Ousted former Prime Minister Yingluck Shinawatra delivers her statement at the National Legislative Assembly meeting in Bangkok January 22, 2015. REUTERS/Chaiwat Subprasom
Thailand\’s Attorney General filed charges to the Supreme Court against deposed prime minister Yingluck Shinawatra on Thursday, in a case that could result in a 10-year jail term if she is found guilty.
Yingluck was charged with negligence for her role in a subsidy scheme that paid farmers above market prices for their rice that has cost the state billions of dollars. She denies wrongdoing.
The Supreme Court would decide on March 19 whether or not to pursue the case, court secretary Theerathai Charoenwong said.
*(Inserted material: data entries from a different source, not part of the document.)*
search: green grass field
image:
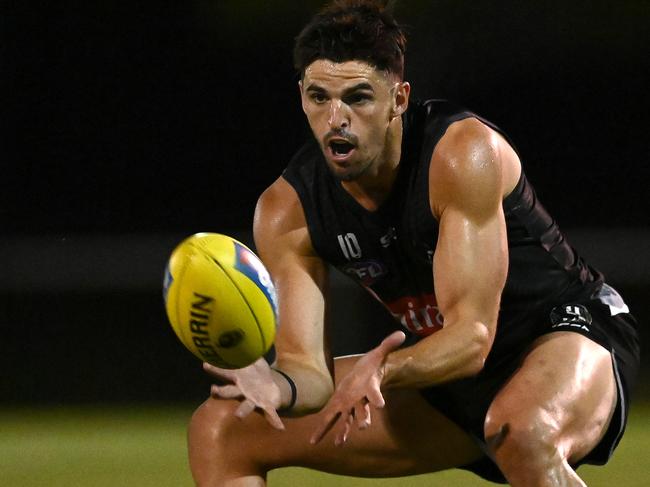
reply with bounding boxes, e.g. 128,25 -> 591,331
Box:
2,402 -> 649,486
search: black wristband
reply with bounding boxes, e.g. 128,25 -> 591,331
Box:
272,368 -> 297,412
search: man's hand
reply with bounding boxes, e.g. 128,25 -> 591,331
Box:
310,331 -> 406,445
203,358 -> 285,430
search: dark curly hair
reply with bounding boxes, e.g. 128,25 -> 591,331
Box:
293,0 -> 406,79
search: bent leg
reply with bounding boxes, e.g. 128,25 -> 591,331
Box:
189,356 -> 483,486
484,331 -> 617,487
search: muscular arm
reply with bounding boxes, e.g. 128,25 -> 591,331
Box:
254,177 -> 334,413
382,118 -> 517,389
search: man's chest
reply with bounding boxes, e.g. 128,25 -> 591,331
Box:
318,214 -> 445,337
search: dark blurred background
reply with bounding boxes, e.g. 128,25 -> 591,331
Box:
2,1 -> 648,405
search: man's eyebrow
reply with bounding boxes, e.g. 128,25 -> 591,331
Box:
305,82 -> 375,94
342,83 -> 375,95
305,84 -> 327,93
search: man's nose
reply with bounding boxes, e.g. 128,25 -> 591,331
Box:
328,100 -> 349,130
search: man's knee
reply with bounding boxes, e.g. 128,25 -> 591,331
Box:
484,405 -> 564,471
188,398 -> 263,484
189,398 -> 239,450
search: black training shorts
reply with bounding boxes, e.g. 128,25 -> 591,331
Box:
420,283 -> 640,484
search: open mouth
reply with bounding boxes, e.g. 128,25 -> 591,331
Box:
328,140 -> 356,157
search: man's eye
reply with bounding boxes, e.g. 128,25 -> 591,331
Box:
347,94 -> 371,105
311,93 -> 327,103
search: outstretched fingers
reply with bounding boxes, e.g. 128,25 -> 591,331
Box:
355,401 -> 372,429
203,360 -> 286,430
335,413 -> 354,445
310,410 -> 342,445
203,362 -> 236,382
212,389 -> 286,430
311,400 -> 374,445
261,406 -> 286,431
235,399 -> 257,418
366,386 -> 386,409
210,384 -> 243,399
310,331 -> 406,446
224,391 -> 286,431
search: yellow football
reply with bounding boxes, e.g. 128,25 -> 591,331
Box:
163,233 -> 277,369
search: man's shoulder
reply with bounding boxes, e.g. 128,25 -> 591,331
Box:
256,176 -> 307,237
439,117 -> 495,151
428,117 -> 521,218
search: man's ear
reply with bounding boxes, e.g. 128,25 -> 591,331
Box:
391,81 -> 411,119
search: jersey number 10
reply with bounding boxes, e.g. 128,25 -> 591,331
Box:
338,233 -> 362,260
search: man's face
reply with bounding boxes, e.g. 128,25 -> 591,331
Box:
299,60 -> 408,181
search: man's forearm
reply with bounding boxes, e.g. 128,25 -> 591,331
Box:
381,320 -> 492,390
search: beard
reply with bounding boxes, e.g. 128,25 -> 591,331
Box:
325,156 -> 373,181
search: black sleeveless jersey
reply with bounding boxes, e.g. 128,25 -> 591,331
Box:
282,99 -> 603,341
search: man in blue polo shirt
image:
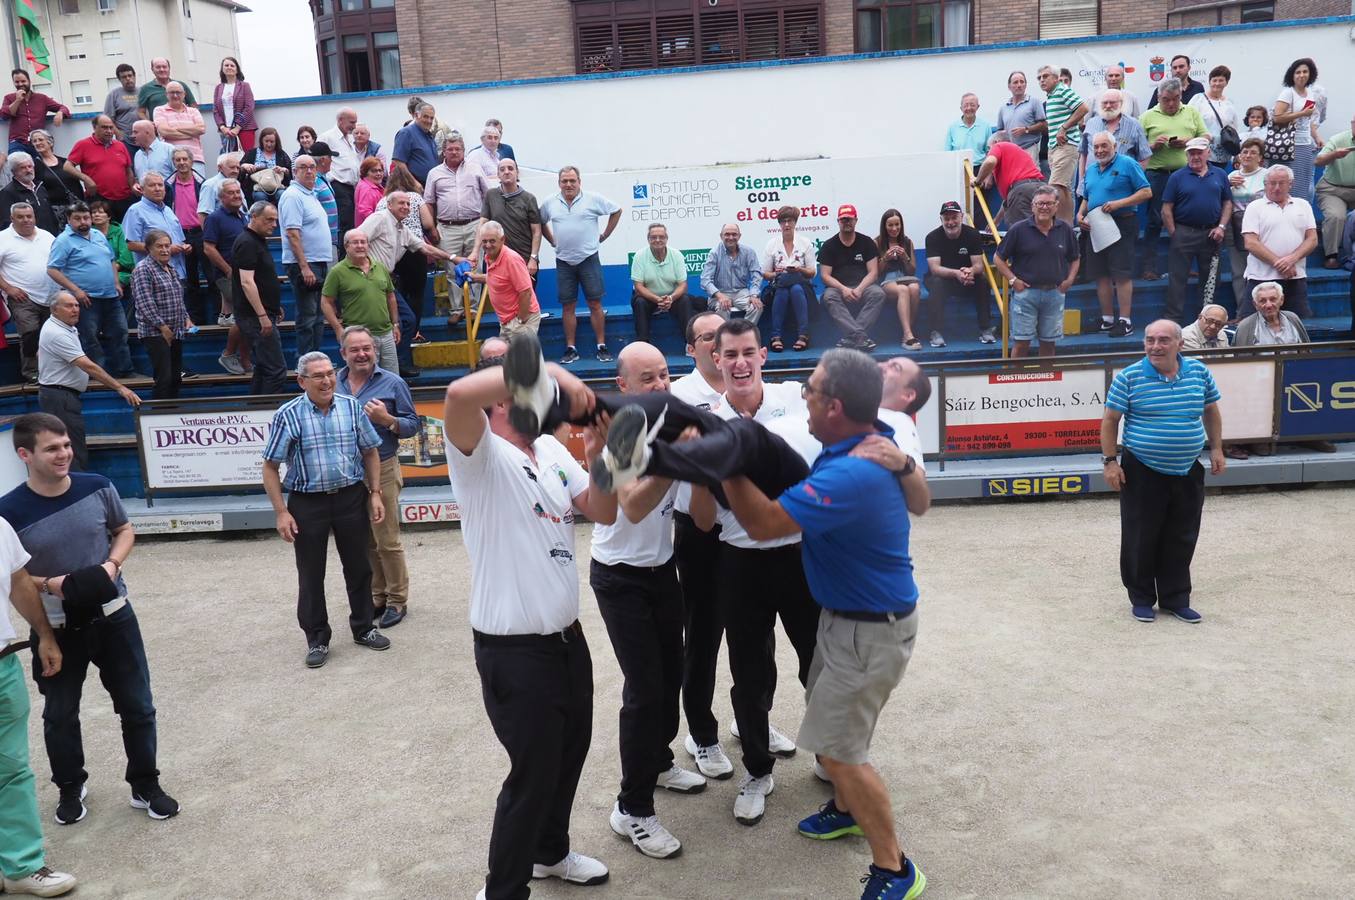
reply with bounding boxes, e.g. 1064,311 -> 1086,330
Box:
1162,136 -> 1232,320
391,103 -> 439,189
1079,132 -> 1153,337
1101,319 -> 1225,624
45,201 -> 130,377
719,349 -> 930,900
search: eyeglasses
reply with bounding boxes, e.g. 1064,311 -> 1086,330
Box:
801,382 -> 825,400
302,371 -> 337,381
1201,317 -> 1227,327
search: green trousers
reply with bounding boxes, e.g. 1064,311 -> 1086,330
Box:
0,653 -> 44,880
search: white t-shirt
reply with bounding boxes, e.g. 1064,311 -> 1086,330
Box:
1241,196 -> 1316,281
713,380 -> 814,550
1276,85 -> 1326,146
0,517 -> 31,644
0,226 -> 57,306
876,408 -> 927,472
670,371 -> 725,515
591,482 -> 677,567
446,421 -> 589,636
1189,94 -> 1239,138
760,233 -> 817,277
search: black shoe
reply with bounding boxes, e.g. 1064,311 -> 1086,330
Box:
1097,319 -> 1114,333
379,606 -> 407,629
560,346 -> 580,364
55,783 -> 87,825
130,784 -> 180,820
182,368 -> 198,379
304,644 -> 329,668
1109,319 -> 1133,337
354,628 -> 391,651
836,337 -> 854,348
860,337 -> 877,352
595,344 -> 613,363
399,366 -> 421,379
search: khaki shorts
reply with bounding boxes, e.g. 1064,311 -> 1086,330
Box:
1047,143 -> 1078,190
797,608 -> 917,765
498,310 -> 542,339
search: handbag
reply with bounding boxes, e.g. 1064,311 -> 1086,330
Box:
1205,98 -> 1241,157
1263,120 -> 1296,163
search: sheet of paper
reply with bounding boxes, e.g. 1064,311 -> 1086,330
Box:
1087,207 -> 1121,253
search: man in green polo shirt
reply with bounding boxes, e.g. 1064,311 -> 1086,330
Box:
135,57 -> 197,120
322,230 -> 400,372
1138,80 -> 1208,280
1314,115 -> 1355,268
630,223 -> 693,343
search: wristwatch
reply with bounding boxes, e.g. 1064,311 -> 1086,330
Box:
1102,455 -> 1118,465
529,254 -> 539,260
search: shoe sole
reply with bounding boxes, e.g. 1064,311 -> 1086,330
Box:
734,809 -> 765,827
130,796 -> 178,820
610,817 -> 683,860
1132,614 -> 1155,623
55,784 -> 88,825
533,866 -> 612,885
354,639 -> 391,650
505,334 -> 545,436
798,823 -> 864,840
657,779 -> 707,795
1168,613 -> 1202,624
305,655 -> 327,668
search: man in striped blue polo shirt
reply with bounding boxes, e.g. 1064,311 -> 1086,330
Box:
1101,319 -> 1225,624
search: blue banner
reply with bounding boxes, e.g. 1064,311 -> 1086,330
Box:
1277,357 -> 1355,439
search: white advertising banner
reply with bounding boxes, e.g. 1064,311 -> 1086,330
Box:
943,369 -> 1107,453
138,410 -> 275,491
917,376 -> 941,456
1112,358 -> 1277,442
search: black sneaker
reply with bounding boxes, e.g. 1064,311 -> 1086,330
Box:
305,644 -> 329,668
354,628 -> 391,651
130,784 -> 180,820
55,783 -> 87,825
399,366 -> 421,379
379,606 -> 407,629
1097,319 -> 1114,333
860,337 -> 877,352
595,344 -> 613,363
560,346 -> 580,364
1110,319 -> 1133,337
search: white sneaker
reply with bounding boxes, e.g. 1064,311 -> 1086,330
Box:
218,353 -> 245,375
609,802 -> 682,859
684,734 -> 734,780
2,866 -> 77,897
733,772 -> 774,826
475,890 -> 486,900
656,763 -> 707,794
594,404 -> 659,492
729,719 -> 798,758
531,850 -> 609,885
503,331 -> 558,437
813,759 -> 831,783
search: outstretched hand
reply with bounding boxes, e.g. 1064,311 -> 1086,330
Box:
849,434 -> 911,473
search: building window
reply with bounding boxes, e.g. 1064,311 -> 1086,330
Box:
343,34 -> 372,91
71,80 -> 93,105
370,0 -> 394,7
374,31 -> 401,89
64,34 -> 87,60
321,38 -> 340,93
58,0 -> 79,12
186,37 -> 197,62
854,1 -> 971,52
182,0 -> 191,15
1240,1 -> 1274,22
101,30 -> 122,55
96,0 -> 117,12
340,0 -> 364,10
1039,0 -> 1097,39
106,76 -> 121,91
574,0 -> 824,74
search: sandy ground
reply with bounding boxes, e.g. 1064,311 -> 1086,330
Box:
9,484 -> 1355,899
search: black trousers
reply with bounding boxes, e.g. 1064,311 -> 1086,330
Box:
393,250 -> 429,327
1119,449 -> 1205,611
591,558 -> 683,817
287,482 -> 374,647
182,227 -> 211,324
719,543 -> 819,778
238,314 -> 288,395
141,334 -> 183,399
1166,224 -> 1223,320
331,180 -> 356,235
475,628 -> 592,900
630,291 -> 693,344
37,385 -> 88,471
674,511 -> 724,747
924,272 -> 992,332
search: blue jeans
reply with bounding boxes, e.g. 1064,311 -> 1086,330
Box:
1141,168 -> 1172,274
287,261 -> 328,357
7,139 -> 33,154
771,283 -> 809,338
75,295 -> 133,376
395,294 -> 417,370
30,603 -> 161,793
1009,287 -> 1064,342
555,252 -> 606,304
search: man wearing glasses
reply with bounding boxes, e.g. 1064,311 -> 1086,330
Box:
1181,304 -> 1231,349
992,184 -> 1081,358
262,351 -> 393,668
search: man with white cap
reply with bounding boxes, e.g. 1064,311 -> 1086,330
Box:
1161,136 -> 1232,320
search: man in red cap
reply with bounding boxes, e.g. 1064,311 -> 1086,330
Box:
818,204 -> 886,351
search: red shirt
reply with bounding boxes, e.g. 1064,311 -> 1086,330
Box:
67,136 -> 134,201
1,91 -> 69,144
988,141 -> 1043,198
485,246 -> 538,320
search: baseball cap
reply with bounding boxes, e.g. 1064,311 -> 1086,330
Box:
836,204 -> 858,221
1185,136 -> 1211,151
939,201 -> 964,215
308,141 -> 334,157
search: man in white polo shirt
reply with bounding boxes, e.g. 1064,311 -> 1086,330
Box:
442,354 -> 617,900
590,342 -> 706,861
0,201 -> 57,382
1240,164 -> 1318,318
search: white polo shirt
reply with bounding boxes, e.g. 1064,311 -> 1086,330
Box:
1241,196 -> 1316,281
591,482 -> 677,567
0,225 -> 57,306
447,421 -> 589,636
0,517 -> 31,644
876,408 -> 926,472
38,317 -> 89,391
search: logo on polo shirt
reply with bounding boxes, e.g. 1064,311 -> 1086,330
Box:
549,542 -> 574,566
550,463 -> 569,487
801,483 -> 831,505
532,502 -> 575,525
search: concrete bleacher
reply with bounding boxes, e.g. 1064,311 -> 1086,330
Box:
1,224 -> 1351,500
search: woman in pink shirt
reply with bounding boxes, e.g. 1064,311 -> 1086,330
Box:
354,157 -> 385,226
152,81 -> 207,176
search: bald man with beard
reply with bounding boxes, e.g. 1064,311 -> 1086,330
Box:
589,342 -> 706,860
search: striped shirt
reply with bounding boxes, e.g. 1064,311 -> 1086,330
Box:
1044,82 -> 1086,149
130,257 -> 188,337
262,392 -> 381,493
1107,355 -> 1220,476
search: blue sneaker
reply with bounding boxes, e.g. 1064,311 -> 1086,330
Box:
1132,605 -> 1156,622
860,857 -> 925,899
1166,607 -> 1202,623
798,800 -> 863,840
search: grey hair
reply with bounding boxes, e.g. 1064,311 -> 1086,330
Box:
818,349 -> 883,424
646,222 -> 667,235
1148,319 -> 1184,339
1266,164 -> 1294,181
341,324 -> 374,345
297,351 -> 332,377
217,151 -> 242,169
991,130 -> 1010,143
8,201 -> 32,216
293,154 -> 316,168
481,124 -> 501,139
247,200 -> 275,219
558,165 -> 580,179
7,151 -> 33,172
1251,280 -> 1284,301
342,228 -> 366,247
28,129 -> 52,145
1032,184 -> 1059,200
1098,88 -> 1122,104
1158,80 -> 1183,97
142,228 -> 172,249
1037,65 -> 1057,76
140,171 -> 165,187
478,220 -> 505,238
1091,131 -> 1118,147
415,102 -> 435,115
440,133 -> 464,153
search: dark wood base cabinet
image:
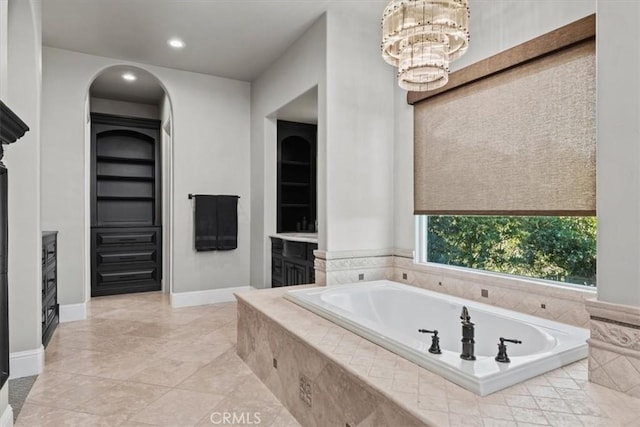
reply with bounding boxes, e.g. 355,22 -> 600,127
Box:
42,232 -> 59,347
271,237 -> 316,287
91,227 -> 161,296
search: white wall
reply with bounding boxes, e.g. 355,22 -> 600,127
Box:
324,3 -> 395,252
393,0 -> 596,250
42,47 -> 251,304
393,83 -> 414,251
6,0 -> 42,360
250,4 -> 397,287
159,95 -> 172,293
0,0 -> 7,99
0,0 -> 7,414
90,97 -> 159,119
250,15 -> 327,288
596,1 -> 640,306
455,0 -> 596,72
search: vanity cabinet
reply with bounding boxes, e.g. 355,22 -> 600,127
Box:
284,261 -> 307,286
270,237 -> 316,287
42,231 -> 59,348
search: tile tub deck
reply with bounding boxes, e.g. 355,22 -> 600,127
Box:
236,286 -> 640,427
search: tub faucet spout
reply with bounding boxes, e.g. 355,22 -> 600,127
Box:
460,306 -> 476,361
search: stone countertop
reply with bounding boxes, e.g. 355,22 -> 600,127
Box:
269,233 -> 318,244
236,286 -> 640,427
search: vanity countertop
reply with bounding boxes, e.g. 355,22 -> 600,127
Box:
269,233 -> 318,244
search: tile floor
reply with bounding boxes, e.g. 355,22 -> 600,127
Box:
16,292 -> 299,426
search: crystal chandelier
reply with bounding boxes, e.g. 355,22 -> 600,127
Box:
382,0 -> 470,91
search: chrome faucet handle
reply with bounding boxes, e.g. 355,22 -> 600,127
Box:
418,329 -> 442,354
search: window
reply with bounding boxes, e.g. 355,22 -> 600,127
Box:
416,216 -> 596,287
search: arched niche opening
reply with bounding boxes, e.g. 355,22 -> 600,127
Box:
84,65 -> 174,298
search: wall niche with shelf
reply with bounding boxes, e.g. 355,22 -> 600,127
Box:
277,120 -> 317,233
92,121 -> 160,227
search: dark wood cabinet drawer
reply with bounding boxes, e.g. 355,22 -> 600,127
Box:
44,269 -> 57,295
45,305 -> 56,324
284,261 -> 307,285
271,237 -> 283,254
43,291 -> 57,327
98,269 -> 156,284
43,237 -> 56,266
283,240 -> 307,260
307,244 -> 317,261
42,231 -> 58,348
98,250 -> 155,265
272,256 -> 283,280
42,270 -> 48,297
96,230 -> 157,247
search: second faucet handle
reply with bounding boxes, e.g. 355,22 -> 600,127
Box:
495,337 -> 522,363
418,329 -> 442,354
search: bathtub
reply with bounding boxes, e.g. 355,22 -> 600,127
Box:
284,280 -> 589,396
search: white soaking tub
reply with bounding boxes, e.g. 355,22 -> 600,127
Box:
284,280 -> 588,396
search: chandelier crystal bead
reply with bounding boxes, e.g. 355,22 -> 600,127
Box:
382,0 -> 470,91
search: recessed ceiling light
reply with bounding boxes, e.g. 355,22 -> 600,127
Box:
122,72 -> 137,82
168,38 -> 185,49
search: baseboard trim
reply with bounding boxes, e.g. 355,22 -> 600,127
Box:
9,346 -> 44,379
59,302 -> 87,323
0,404 -> 13,427
171,286 -> 252,308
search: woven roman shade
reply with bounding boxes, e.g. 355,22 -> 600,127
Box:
413,38 -> 596,216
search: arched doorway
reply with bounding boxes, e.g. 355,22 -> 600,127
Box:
84,65 -> 174,297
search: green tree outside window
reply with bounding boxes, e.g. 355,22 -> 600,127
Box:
426,216 -> 596,287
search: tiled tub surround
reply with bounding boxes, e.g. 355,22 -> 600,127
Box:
315,249 -> 640,399
237,288 -> 427,427
586,299 -> 640,398
237,287 -> 640,427
314,250 -> 595,328
314,249 -> 394,287
285,281 -> 589,396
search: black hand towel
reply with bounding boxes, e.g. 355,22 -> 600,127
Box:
216,195 -> 238,250
194,195 -> 218,251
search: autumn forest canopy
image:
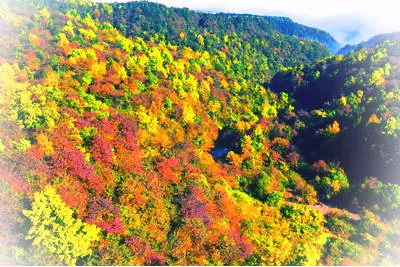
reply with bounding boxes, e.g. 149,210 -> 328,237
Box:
0,0 -> 399,265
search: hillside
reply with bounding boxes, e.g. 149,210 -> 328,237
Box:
214,13 -> 340,53
263,16 -> 341,53
97,1 -> 332,71
0,0 -> 399,266
338,31 -> 400,54
270,34 -> 400,201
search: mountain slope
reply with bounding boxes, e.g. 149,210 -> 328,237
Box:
338,31 -> 400,54
0,0 -> 399,266
214,13 -> 341,53
103,1 -> 333,71
263,16 -> 341,53
24,0 -> 332,82
270,35 -> 400,212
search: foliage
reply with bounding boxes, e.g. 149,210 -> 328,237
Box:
0,0 -> 399,265
310,161 -> 350,199
23,186 -> 100,265
359,178 -> 400,217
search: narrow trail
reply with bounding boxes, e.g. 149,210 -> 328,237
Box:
284,190 -> 361,221
312,202 -> 361,221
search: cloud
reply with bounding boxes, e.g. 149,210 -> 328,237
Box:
94,0 -> 400,45
291,12 -> 400,44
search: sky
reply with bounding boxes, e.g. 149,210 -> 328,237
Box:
96,0 -> 400,45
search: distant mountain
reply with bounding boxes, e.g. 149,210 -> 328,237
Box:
337,44 -> 357,55
218,13 -> 341,53
83,1 -> 332,72
263,16 -> 341,53
338,31 -> 400,54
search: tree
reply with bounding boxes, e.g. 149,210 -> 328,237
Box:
323,120 -> 340,136
360,179 -> 400,217
23,186 -> 101,265
310,161 -> 349,200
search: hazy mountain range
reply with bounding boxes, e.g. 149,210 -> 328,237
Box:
95,0 -> 399,53
95,0 -> 400,47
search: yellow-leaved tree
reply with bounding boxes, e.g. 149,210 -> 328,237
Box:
23,186 -> 101,265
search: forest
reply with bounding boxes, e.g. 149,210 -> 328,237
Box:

Charges against her include two of negligence and one under the anti-corruption law.
It has been a tumultuous year for Yingluck, Thailand\’s first woman prime minister, who was deposed days before a May coup that followed months of street protests and occupations of government buildings.
Yingluck was ordered to step down after a court found her guilty of abuse of power days before the army took power.
She was also banned from office for five years in January after Thailand\’s military-stacked legislature found her guilty of dereliction of duty in relation to the rice scheme.
Her critics say the scheme was a misguided attempt by Yingluck to mimic the economic policies of her brother, ousted former Prime Minister Thaksin Shinawatra, whose policies won him huge support in Thailand\’s rural areas.
Her supporters say the charges against her are designed to limit the influence of Thaksin, who was ousted in a 2006 coup but still wields enormous influence over Thailand\’s political affairs.
Despite winning every election since 2006, parties allied to Thaksin have never served a full term in office since then because of court decisions or military intervention.
Shinawatra supporters accuse the courts of bias in ruling against governments loyal to Thaksin and of siding with the elite.
Thai people have been divided in their loyalties to political factions for over a decade.
Army rule has brought some stability but the junta\’s national reconciliation plan has, so far, failed to reverse a deep-rooted and intractable conflict.